India’s $250 billion IT services sector, the world’s largest outsourcing destination, faces a growing challenge: its heavy dependence on the Americas. For most of the country’s top software exporters, North America accounts for around half of revenues, while Europe adds another third.
That leaves little room for cushioning when shocks hit.
Indian IT companies have marginally reduced their exposure to the Americas in Q1 2026 compared to last year. However, the region continues to remain their largest and most critical revenue driver, underscoring sustained dependency despite diversification effort
Even as firms look to Asia-Pacific for growth, the Americas still account for over half of revenues for most players. This highlights both the opportunities and vulnerabilities tied to the US market.
Any adverse development in the North American region tends to impact Indian IT, said Ananya Roy, founder of Credibull Capital. “Take for instance, the collapse of small banks in the US. US BFSI’s IT spends crashed in the months which followed and Indian IT players concentrated on US BFSI had suffered as a result.”
Roy added that macro headwinds are compounding the problem. “The US GDP growth clocked 2.9% in 2023, it is expected to slow down to 1.7% in 2025. The Euro area is expected to post sub-1% growth. With geopolitical and economic uncertainty, the long-term prospects for these regions look uncertain as well. IT spends in these regions seem to have plateaued.”
A Gradual Diversification
There are signs of change. “Over the years, Indian IT’s exposure to North America has declined,” Roy said, mentioning a reduction of about 10% in overall business coming from North America.
“At the same time, exposure to other regions (including India itself) has increased. The numbers prove that Indian IT has been successfully diversifying into other regions. Considering the recent bout of policy uncertainty, I am sure the urgency towards diversifying would have increased further,” she added.
However, Chokkalingam G, founder of Equinomics Research, finds the diversification slow and uneven. “Combined GDP of Southeast Asian countries will not be even one-fourth or one-fifth of America. So the corporate world is much bigger in Europe and America. They only need IT. Southeast Asian economies cannot help to mitigate the risk coming from the developed world,” he opined.
Alternatives are limited, according to Chokkalingam, who said that only amicable trade between India and the US can resolve this quagmire. He noted that annual growth in IT exports had slowed down to 2–4% in dollar terms, down from 50–60% in the 1990s.
The AI Shake-up
Artificial intelligence (AI), once seen as an opportunity, has emerged as both a disruptor and a catalyst. “With GCCs and mid-tier IT players leveraging AI more extensively and passing on the cost-benefits to clients, clients have started asking even the larger players to step up,” Roy said.

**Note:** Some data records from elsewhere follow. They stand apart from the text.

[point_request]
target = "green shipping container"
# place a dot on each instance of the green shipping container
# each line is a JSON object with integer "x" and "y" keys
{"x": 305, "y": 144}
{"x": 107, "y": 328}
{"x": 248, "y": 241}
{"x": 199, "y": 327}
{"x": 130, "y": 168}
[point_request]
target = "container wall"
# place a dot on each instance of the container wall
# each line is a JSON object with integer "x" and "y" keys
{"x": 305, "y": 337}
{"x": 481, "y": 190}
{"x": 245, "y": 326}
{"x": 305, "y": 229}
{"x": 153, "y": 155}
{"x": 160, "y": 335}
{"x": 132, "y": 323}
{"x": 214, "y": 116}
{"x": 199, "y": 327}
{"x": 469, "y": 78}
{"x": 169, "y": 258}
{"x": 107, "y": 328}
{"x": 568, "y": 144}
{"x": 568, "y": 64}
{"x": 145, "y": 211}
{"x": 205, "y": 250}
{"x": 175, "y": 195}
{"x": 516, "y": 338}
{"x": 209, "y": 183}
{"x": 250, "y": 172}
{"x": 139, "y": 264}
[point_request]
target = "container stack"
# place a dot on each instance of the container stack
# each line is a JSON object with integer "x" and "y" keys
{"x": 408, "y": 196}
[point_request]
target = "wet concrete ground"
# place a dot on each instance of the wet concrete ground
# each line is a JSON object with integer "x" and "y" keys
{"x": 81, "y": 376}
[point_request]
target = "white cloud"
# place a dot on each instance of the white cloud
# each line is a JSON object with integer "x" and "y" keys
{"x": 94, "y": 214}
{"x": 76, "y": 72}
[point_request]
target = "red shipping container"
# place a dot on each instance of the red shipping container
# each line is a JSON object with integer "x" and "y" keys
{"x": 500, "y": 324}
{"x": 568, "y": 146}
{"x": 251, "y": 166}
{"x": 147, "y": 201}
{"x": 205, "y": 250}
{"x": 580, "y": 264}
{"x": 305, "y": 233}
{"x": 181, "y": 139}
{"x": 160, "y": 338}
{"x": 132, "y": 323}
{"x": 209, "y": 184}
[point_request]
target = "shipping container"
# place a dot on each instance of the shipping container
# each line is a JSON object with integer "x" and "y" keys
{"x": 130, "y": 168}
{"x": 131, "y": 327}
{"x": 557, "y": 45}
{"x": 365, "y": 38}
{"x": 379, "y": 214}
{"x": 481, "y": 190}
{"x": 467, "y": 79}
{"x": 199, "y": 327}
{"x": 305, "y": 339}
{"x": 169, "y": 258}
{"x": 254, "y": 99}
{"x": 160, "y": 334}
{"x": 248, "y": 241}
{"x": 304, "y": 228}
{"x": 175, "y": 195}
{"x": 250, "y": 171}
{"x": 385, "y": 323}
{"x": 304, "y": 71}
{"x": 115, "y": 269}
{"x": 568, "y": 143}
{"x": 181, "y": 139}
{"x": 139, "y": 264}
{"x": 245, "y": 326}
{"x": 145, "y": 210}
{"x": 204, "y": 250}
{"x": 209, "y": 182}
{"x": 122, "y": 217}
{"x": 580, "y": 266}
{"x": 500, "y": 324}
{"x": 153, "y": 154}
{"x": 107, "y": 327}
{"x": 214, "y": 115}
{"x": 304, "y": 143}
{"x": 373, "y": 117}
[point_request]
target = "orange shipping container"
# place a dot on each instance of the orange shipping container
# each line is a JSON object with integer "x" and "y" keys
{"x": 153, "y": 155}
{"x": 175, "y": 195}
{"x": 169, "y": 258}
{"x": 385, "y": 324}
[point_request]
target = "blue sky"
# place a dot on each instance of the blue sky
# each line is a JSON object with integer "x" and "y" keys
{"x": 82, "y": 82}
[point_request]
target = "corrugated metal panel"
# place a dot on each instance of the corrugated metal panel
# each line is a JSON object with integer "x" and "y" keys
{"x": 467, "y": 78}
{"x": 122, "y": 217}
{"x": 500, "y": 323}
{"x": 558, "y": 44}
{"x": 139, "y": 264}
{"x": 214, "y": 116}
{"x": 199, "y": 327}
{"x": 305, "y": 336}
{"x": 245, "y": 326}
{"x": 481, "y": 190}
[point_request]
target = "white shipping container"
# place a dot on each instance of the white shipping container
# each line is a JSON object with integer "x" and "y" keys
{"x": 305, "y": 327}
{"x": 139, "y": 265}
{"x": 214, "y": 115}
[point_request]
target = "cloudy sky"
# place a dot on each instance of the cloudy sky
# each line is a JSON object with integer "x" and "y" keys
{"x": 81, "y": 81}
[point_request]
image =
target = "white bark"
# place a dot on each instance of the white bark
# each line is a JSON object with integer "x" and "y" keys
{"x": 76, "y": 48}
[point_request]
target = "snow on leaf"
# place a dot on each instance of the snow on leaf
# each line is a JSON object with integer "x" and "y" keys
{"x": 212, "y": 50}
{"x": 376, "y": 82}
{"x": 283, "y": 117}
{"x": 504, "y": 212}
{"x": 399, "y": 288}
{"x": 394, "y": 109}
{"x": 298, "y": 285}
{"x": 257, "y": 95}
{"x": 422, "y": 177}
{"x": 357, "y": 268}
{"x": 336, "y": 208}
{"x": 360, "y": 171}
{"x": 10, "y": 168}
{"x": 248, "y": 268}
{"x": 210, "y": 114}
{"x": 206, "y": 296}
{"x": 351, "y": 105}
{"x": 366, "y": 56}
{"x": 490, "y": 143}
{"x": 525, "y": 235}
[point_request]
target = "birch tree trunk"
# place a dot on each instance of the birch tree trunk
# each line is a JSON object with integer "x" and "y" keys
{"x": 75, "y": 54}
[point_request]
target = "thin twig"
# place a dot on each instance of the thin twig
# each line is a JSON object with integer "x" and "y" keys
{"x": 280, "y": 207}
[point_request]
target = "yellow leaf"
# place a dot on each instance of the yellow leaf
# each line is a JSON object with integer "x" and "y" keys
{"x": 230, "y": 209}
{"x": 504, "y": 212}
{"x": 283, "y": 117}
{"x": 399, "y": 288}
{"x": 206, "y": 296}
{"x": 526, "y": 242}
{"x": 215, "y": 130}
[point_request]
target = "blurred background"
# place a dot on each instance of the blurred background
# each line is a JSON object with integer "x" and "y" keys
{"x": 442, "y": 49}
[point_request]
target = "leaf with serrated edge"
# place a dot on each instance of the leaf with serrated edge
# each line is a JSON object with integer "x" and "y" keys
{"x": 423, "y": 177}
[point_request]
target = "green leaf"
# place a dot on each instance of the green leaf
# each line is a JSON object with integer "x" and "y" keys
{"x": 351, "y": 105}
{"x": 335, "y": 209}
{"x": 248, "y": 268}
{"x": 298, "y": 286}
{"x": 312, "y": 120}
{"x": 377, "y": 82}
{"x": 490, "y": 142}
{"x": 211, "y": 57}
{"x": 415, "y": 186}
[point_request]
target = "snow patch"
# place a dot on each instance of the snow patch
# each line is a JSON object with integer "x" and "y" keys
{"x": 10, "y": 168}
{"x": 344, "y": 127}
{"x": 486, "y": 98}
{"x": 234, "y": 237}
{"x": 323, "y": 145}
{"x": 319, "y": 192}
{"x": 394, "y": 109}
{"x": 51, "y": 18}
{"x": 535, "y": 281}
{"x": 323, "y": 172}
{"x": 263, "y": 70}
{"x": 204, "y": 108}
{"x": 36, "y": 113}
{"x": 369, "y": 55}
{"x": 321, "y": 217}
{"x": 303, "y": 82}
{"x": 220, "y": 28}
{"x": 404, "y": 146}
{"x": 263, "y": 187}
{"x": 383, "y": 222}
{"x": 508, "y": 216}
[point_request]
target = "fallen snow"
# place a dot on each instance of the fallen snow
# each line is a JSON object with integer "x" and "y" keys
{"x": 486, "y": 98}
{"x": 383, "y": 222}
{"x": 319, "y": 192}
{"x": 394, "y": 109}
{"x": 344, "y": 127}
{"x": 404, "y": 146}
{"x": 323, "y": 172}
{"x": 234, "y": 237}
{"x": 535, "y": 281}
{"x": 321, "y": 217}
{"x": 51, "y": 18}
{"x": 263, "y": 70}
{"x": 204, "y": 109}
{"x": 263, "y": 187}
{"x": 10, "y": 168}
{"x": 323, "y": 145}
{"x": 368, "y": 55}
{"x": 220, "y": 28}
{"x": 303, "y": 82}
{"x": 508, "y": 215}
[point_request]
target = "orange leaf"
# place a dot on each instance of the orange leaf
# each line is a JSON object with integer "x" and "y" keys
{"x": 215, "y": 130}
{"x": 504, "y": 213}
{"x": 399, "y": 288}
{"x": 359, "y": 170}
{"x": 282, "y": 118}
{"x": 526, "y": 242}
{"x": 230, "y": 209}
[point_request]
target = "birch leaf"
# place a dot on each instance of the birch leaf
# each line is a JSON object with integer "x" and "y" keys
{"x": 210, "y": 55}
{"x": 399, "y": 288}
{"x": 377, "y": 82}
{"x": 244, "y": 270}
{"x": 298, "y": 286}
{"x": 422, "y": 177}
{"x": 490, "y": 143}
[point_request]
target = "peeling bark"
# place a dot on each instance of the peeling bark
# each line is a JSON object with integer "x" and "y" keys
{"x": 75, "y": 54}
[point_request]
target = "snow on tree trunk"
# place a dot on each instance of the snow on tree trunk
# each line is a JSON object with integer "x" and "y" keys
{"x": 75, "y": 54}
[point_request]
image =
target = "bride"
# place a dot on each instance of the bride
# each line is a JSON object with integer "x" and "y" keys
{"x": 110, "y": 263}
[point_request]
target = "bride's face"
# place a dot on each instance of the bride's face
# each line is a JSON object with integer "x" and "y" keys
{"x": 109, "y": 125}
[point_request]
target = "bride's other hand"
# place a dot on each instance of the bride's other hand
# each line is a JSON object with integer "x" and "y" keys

Chokkalingam agreed AI is reshaping the economics of the sector, but in ways that also threaten demand. “The purpose of AI is to cut down the human cost, which is happening now. It reduces the cost of the base level of IT services. That is also slowly emerging as a threat,” he said.
Capital Allocation Questions
At the same time, industry heavyweights have preferred buybacks to aggressive investment in innovation. Infosys and others have returned billions to shareholders.
“Financially, it is sustainable,” said Chokkalingam. “But it also shows that you are not deploying that money for CapEx and expanding the business or IT service business. When the IT service industry growth outlook is not very robust, they should use it for acquiring mid-sized IT companies… or diversification into IT-enabled services.”
Roy flagged the lack of research spending. “India Inc.’s R&D expenses as a percentage of revenues is less than 1%, and lags significantly behind other economies. Even more alarming is the fact that in India, IT does not feature among the sectors with the highest R&D spending. For a sector that is at a risk of being rendered irrelevant, innovation is critical.”
Green Shoots
Still, some see opportunities ahead.
Pareekh Jain, founder of EIIRTrend, an information platform focusing on engineering, IoT, Industry 4.0, and R&D, said Indian IT players are slowly aligning with the government’s broader push to diversify exports.
“A few years back, we wrote this note on $50 billion IT services opportunities in Japan, France, Korea. This is even more relevant now,” he said in a Linkedin Post. “In the last couple of years, one IT service provider has had a 30% CAGR growth primarily due to Japan and South Korea.”
For Jain, the lesson is that while the Americas will remain the backbone, new geographies can fuel incremental growth. “The time has come for the Indian providers to strategise this opportunity,” he said.
For now, the chart tells the story: Indian IT’s fortunes remain tied to the Americas. Whether diversification and AI adoption can tilt that balance will decide how resilient the industry is in the years to come.